Transitional care is designed to aid patients with chronic illness as they move through the complex health care system and require collaboration among all disciplines to be successful. Providers implementing patient-centered care transition interventions and support, including home visits and postdischarge telephone calls, decrease hospitalization rates.8,9,12,13 Therefore, students were required to include an interdisciplinary approach and use landmark transitional care concepts in the written plan of care. Transitional care initiatives are older but remain relevant and guide health care organizations to reduce hospital readmissions in patients with chronic illness.5,9,12,13
Utilization of the teach-back method improves patient knowledge and self-management, as well as improves patient outcomes and decreases hospital readmissions. An assignment expectation was the inclusion of the teach-back method for evaluating patient learning.5,7 If the teach-back method was not appropriate based on the case scenario, students had to address what alternative method of evaluation would be used to assess patient understanding.
Part 2: Hospital Readmission
For part 2 of the assignment, each patient in part 1 was readmitted despite the health care team's best efforts. Students returned to the same small groups examining the readmission case summary and analyzing the root cause of the patient's hospital readmission.
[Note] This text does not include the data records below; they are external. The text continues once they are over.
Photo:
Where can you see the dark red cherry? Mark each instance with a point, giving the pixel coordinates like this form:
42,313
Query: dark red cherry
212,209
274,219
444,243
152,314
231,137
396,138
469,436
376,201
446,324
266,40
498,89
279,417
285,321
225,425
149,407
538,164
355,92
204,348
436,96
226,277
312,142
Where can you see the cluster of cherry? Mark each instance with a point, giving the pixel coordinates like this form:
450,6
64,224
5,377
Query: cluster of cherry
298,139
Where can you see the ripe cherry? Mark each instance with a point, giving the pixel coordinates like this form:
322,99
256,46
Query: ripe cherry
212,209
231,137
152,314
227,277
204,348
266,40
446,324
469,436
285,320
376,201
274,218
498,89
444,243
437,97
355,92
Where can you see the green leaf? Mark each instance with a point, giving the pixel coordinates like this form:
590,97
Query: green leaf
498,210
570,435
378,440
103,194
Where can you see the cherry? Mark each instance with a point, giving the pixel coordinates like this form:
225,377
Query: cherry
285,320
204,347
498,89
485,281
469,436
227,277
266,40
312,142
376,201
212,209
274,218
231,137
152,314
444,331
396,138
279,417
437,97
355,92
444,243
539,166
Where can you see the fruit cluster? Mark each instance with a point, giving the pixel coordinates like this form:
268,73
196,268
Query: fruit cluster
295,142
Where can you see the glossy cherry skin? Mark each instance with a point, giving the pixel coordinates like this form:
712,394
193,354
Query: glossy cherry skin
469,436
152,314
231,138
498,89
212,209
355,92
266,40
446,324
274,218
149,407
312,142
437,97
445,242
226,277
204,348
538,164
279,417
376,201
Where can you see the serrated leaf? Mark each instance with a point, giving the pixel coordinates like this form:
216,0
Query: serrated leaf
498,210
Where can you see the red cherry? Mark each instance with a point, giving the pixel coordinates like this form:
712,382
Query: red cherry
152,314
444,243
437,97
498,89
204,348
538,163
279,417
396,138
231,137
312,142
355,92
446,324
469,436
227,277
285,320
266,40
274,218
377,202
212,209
Using the faculty-created readmission tool, students reviewed the provided readmission case summary, evaluated the group's previously established plan of care, interviewed faculty who served as the patient, evaluated outcomes of the previous plan of care, analyzed the root cause of the readmission, classified the readmission (planned, unplanned new problem, unplanned but related), and developed new interventions aimed at improving patient outcomes. Root-cause analysis was used to identify why an outcome did not transpire as anticipated, as this analysis is an important component of readmission reduction.2,6 Each group finished the assignment with an informal verbal in-class presentation summarizing the case scenario. The readmission of the patient provided practical experience, as many times health care teams are perplexed when a readmission occurs despite a comprehensive discharge plan.
Conclusion
The readmission root-cause analysis assignment assists faculty to enhance nursing students' understanding of the significance of an interdisciplinary team and the role of the nurse in reducing hospital readmissions. Nursing students were able to identify patient factors increasing the risk for readmission, develop and implement interdisciplinary patient-centered interventions, analyze a readmission, evaluate plan of care outcomes, and revise strategies aimed at decreasing future readmissions. The readmission root-cause analysis assignment provided relevant and applicable skills all prelicensure nursing students can apply to help improve patient outcomes and decrease hospital readmissions.